The action takes place in a New York studio, where playwright Thomas (Mark Alhadeff) is auditioning actresses for the lead role in his new play. Thomas is preparing to call it a day when Vanda, played by the amazing Jenni Putney, bursts into the room. Soaking wet and fighting with an unhelpful umbrella, Vanda unleashes a string of expletives that would make a longshoreman blush. As her alarming tantrum subsides, Thomas sarcastically inquires, “Can I run out and fill any prescriptions for you?”
Despite seeming entirely unsuitable for the role, Thomas allows Vanda to audition, and she is shockingly good. His play is an adaptation of a 19th-century German novel that focuses on a nobleman who gets satisfaction from being dominated by a woman he meets at a resort. The woman in Thomas’ play is named Vanda, which is just one of the many things about this mysterious actress that arouse our suspicions. It is Vanda’s identity that is the central mystery in Venus in Fur. Ives’ conclusion is slightly disappointing, but the increasingly eerie relationship between Vanda and Thomas keeps us thoroughly involved as we try to determine what is real and what is not.

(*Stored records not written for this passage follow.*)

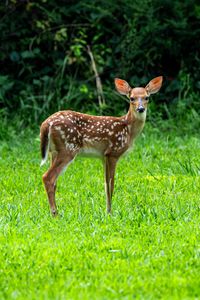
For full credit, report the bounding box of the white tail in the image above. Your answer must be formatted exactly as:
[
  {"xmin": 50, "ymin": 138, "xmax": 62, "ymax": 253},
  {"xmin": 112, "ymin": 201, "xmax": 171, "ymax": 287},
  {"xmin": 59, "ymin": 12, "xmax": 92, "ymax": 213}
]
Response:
[{"xmin": 40, "ymin": 76, "xmax": 162, "ymax": 216}]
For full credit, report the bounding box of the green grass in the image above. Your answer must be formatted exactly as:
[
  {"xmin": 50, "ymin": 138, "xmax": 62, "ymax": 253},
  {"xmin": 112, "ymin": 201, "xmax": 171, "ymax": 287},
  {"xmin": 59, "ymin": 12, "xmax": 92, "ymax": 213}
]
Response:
[{"xmin": 0, "ymin": 127, "xmax": 200, "ymax": 299}]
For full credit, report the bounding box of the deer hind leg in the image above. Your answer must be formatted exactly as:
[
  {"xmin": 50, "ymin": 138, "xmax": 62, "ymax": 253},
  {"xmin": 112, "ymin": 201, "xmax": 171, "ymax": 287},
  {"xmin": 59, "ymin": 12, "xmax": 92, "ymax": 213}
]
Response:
[
  {"xmin": 104, "ymin": 156, "xmax": 117, "ymax": 214},
  {"xmin": 42, "ymin": 152, "xmax": 75, "ymax": 216}
]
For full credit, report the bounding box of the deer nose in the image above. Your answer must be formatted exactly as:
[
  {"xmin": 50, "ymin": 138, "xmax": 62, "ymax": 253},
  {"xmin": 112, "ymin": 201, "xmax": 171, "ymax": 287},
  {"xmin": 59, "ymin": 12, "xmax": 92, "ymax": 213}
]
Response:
[{"xmin": 137, "ymin": 106, "xmax": 145, "ymax": 113}]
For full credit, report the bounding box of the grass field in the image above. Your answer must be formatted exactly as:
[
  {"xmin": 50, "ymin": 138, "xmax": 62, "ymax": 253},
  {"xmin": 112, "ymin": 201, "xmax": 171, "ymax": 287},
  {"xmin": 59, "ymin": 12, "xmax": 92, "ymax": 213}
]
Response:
[{"xmin": 0, "ymin": 126, "xmax": 200, "ymax": 299}]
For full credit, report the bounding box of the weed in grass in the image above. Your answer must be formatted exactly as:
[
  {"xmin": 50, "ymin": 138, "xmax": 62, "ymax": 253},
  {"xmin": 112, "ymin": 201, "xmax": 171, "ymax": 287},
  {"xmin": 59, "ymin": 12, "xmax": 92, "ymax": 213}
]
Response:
[{"xmin": 0, "ymin": 128, "xmax": 200, "ymax": 299}]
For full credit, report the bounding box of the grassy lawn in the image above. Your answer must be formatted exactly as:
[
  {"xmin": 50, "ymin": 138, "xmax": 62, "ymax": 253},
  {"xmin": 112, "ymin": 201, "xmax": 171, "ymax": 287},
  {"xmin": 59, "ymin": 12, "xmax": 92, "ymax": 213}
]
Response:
[{"xmin": 0, "ymin": 126, "xmax": 200, "ymax": 299}]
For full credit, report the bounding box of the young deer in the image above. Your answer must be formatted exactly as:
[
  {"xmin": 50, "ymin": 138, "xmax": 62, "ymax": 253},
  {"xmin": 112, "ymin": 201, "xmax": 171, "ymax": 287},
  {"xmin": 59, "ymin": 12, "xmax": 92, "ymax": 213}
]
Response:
[{"xmin": 40, "ymin": 76, "xmax": 162, "ymax": 216}]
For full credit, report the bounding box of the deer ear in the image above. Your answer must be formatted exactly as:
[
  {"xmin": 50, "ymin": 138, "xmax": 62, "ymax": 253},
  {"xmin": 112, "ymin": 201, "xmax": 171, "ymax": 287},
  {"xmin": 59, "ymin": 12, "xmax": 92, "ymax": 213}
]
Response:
[
  {"xmin": 115, "ymin": 78, "xmax": 131, "ymax": 96},
  {"xmin": 145, "ymin": 76, "xmax": 163, "ymax": 95}
]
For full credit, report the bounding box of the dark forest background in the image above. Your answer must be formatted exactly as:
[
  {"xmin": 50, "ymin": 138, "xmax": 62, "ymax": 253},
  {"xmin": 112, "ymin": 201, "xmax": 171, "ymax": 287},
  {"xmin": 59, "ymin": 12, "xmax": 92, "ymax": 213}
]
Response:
[{"xmin": 0, "ymin": 0, "xmax": 200, "ymax": 130}]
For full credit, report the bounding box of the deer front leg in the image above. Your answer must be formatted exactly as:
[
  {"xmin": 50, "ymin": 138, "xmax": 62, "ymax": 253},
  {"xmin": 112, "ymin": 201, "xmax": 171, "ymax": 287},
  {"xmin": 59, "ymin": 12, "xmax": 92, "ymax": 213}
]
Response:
[
  {"xmin": 104, "ymin": 156, "xmax": 117, "ymax": 214},
  {"xmin": 42, "ymin": 153, "xmax": 74, "ymax": 216}
]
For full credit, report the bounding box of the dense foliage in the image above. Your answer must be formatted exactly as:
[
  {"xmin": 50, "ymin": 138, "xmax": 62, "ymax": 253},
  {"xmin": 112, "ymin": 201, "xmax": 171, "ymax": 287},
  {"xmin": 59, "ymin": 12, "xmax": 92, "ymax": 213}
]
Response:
[{"xmin": 0, "ymin": 0, "xmax": 200, "ymax": 123}]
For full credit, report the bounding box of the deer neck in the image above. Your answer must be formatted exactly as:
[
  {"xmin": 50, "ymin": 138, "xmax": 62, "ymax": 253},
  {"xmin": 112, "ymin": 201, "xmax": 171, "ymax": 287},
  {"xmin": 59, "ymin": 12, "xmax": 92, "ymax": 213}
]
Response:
[{"xmin": 126, "ymin": 103, "xmax": 146, "ymax": 140}]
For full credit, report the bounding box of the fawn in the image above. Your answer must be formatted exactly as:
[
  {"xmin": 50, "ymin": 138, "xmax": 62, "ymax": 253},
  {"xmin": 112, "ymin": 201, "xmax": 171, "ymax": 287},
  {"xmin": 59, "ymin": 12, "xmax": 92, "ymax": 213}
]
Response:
[{"xmin": 40, "ymin": 76, "xmax": 163, "ymax": 216}]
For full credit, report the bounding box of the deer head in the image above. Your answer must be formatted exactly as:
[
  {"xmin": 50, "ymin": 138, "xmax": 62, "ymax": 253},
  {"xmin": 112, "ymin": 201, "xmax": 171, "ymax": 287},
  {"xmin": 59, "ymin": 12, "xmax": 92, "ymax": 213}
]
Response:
[{"xmin": 115, "ymin": 76, "xmax": 163, "ymax": 114}]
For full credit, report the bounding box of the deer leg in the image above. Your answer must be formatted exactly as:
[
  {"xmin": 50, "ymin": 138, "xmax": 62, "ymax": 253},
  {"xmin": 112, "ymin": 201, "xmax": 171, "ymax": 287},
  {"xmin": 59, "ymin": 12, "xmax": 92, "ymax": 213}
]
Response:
[
  {"xmin": 42, "ymin": 153, "xmax": 74, "ymax": 216},
  {"xmin": 104, "ymin": 156, "xmax": 117, "ymax": 214},
  {"xmin": 50, "ymin": 151, "xmax": 57, "ymax": 197}
]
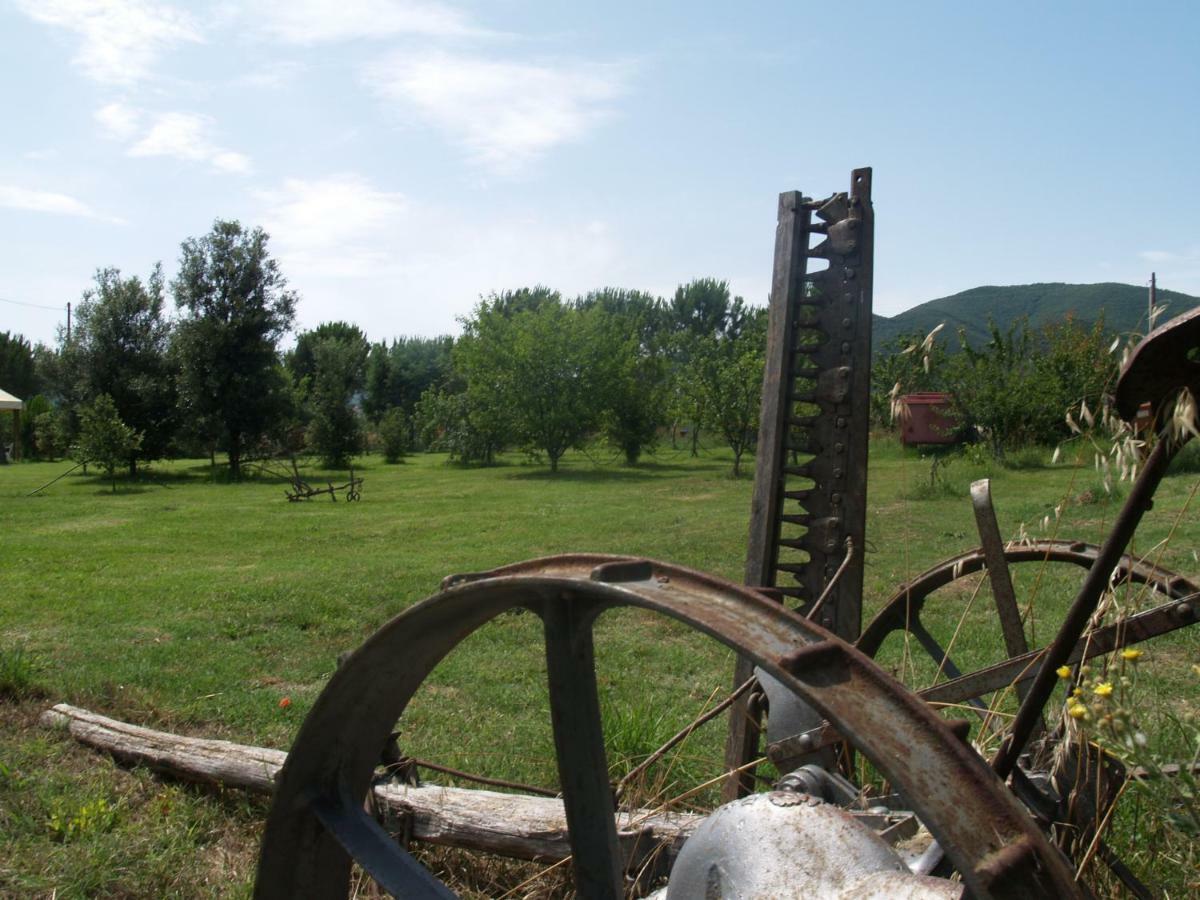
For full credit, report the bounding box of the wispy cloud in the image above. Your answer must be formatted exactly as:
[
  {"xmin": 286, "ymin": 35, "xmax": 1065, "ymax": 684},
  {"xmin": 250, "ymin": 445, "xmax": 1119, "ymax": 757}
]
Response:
[
  {"xmin": 17, "ymin": 0, "xmax": 203, "ymax": 85},
  {"xmin": 364, "ymin": 52, "xmax": 629, "ymax": 172},
  {"xmin": 94, "ymin": 103, "xmax": 142, "ymax": 140},
  {"xmin": 247, "ymin": 0, "xmax": 481, "ymax": 46},
  {"xmin": 1138, "ymin": 246, "xmax": 1200, "ymax": 265},
  {"xmin": 0, "ymin": 185, "xmax": 120, "ymax": 222},
  {"xmin": 233, "ymin": 60, "xmax": 304, "ymax": 90},
  {"xmin": 95, "ymin": 103, "xmax": 252, "ymax": 174},
  {"xmin": 258, "ymin": 174, "xmax": 407, "ymax": 277}
]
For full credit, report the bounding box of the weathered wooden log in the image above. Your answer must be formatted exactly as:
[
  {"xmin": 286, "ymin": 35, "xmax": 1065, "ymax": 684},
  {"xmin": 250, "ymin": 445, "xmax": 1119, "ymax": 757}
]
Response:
[{"xmin": 42, "ymin": 703, "xmax": 702, "ymax": 869}]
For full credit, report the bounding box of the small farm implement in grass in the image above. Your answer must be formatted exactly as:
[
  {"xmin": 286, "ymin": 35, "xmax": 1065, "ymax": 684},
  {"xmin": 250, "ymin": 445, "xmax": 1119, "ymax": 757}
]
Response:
[{"xmin": 258, "ymin": 456, "xmax": 362, "ymax": 503}]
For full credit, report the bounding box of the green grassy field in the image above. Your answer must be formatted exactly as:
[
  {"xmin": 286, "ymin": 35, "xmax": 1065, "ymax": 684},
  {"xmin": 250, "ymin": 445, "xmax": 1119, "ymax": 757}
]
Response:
[{"xmin": 0, "ymin": 440, "xmax": 1200, "ymax": 898}]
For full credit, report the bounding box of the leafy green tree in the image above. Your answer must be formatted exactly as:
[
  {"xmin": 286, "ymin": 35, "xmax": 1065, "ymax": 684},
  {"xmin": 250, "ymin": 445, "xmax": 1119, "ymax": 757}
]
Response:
[
  {"xmin": 60, "ymin": 265, "xmax": 178, "ymax": 478},
  {"xmin": 415, "ymin": 385, "xmax": 510, "ymax": 466},
  {"xmin": 308, "ymin": 337, "xmax": 364, "ymax": 468},
  {"xmin": 664, "ymin": 278, "xmax": 752, "ymax": 456},
  {"xmin": 947, "ymin": 318, "xmax": 1064, "ymax": 460},
  {"xmin": 76, "ymin": 394, "xmax": 142, "ymax": 493},
  {"xmin": 454, "ymin": 299, "xmax": 612, "ymax": 472},
  {"xmin": 593, "ymin": 301, "xmax": 668, "ymax": 466},
  {"xmin": 379, "ymin": 407, "xmax": 408, "ymax": 463},
  {"xmin": 286, "ymin": 322, "xmax": 371, "ymax": 385},
  {"xmin": 20, "ymin": 394, "xmax": 54, "ymax": 458},
  {"xmin": 362, "ymin": 341, "xmax": 392, "ymax": 424},
  {"xmin": 667, "ymin": 278, "xmax": 750, "ymax": 340},
  {"xmin": 0, "ymin": 331, "xmax": 38, "ymax": 400},
  {"xmin": 172, "ymin": 220, "xmax": 296, "ymax": 479},
  {"xmin": 34, "ymin": 409, "xmax": 71, "ymax": 460},
  {"xmin": 691, "ymin": 317, "xmax": 766, "ymax": 478},
  {"xmin": 1034, "ymin": 314, "xmax": 1118, "ymax": 432}
]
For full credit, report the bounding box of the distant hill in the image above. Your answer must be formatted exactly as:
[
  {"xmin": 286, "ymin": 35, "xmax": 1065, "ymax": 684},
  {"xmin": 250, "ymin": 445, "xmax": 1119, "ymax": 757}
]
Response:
[{"xmin": 871, "ymin": 282, "xmax": 1200, "ymax": 349}]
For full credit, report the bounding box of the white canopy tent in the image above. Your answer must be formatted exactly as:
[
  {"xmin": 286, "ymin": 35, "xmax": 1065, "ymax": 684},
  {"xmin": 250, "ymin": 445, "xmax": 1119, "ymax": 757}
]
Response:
[{"xmin": 0, "ymin": 388, "xmax": 25, "ymax": 460}]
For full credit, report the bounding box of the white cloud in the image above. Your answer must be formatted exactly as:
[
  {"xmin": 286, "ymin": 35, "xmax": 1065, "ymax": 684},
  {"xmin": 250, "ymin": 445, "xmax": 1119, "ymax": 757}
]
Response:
[
  {"xmin": 248, "ymin": 0, "xmax": 480, "ymax": 46},
  {"xmin": 17, "ymin": 0, "xmax": 203, "ymax": 85},
  {"xmin": 258, "ymin": 174, "xmax": 407, "ymax": 277},
  {"xmin": 365, "ymin": 53, "xmax": 628, "ymax": 172},
  {"xmin": 0, "ymin": 185, "xmax": 115, "ymax": 221},
  {"xmin": 253, "ymin": 174, "xmax": 630, "ymax": 338},
  {"xmin": 126, "ymin": 107, "xmax": 251, "ymax": 174},
  {"xmin": 94, "ymin": 103, "xmax": 142, "ymax": 140},
  {"xmin": 233, "ymin": 60, "xmax": 304, "ymax": 90}
]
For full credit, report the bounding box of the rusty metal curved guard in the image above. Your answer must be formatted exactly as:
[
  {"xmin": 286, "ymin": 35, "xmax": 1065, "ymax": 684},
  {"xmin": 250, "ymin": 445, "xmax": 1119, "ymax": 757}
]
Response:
[
  {"xmin": 256, "ymin": 554, "xmax": 1080, "ymax": 900},
  {"xmin": 1116, "ymin": 308, "xmax": 1200, "ymax": 420}
]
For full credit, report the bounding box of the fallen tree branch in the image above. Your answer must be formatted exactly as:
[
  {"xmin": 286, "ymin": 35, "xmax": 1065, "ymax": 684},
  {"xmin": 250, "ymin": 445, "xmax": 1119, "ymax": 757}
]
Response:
[{"xmin": 42, "ymin": 703, "xmax": 702, "ymax": 869}]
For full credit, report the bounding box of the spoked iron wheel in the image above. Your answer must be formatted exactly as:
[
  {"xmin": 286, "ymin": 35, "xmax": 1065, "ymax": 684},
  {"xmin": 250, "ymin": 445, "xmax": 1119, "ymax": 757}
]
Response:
[
  {"xmin": 256, "ymin": 556, "xmax": 1079, "ymax": 900},
  {"xmin": 856, "ymin": 481, "xmax": 1200, "ymax": 718}
]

Under Kip Fagan’s capable direction, both actors are terrific. Thomas’ is the less intriguing role, but Alhadeff is excellent at exploring his character’s complicated psychological make-up, and his strong performance keeps the production balanced. Nevertheless, it is Putney’s volcanic, enigmatic portrayal of Vanda that makes Venus in Fur a simultaneously fascinating and thrilling must-see.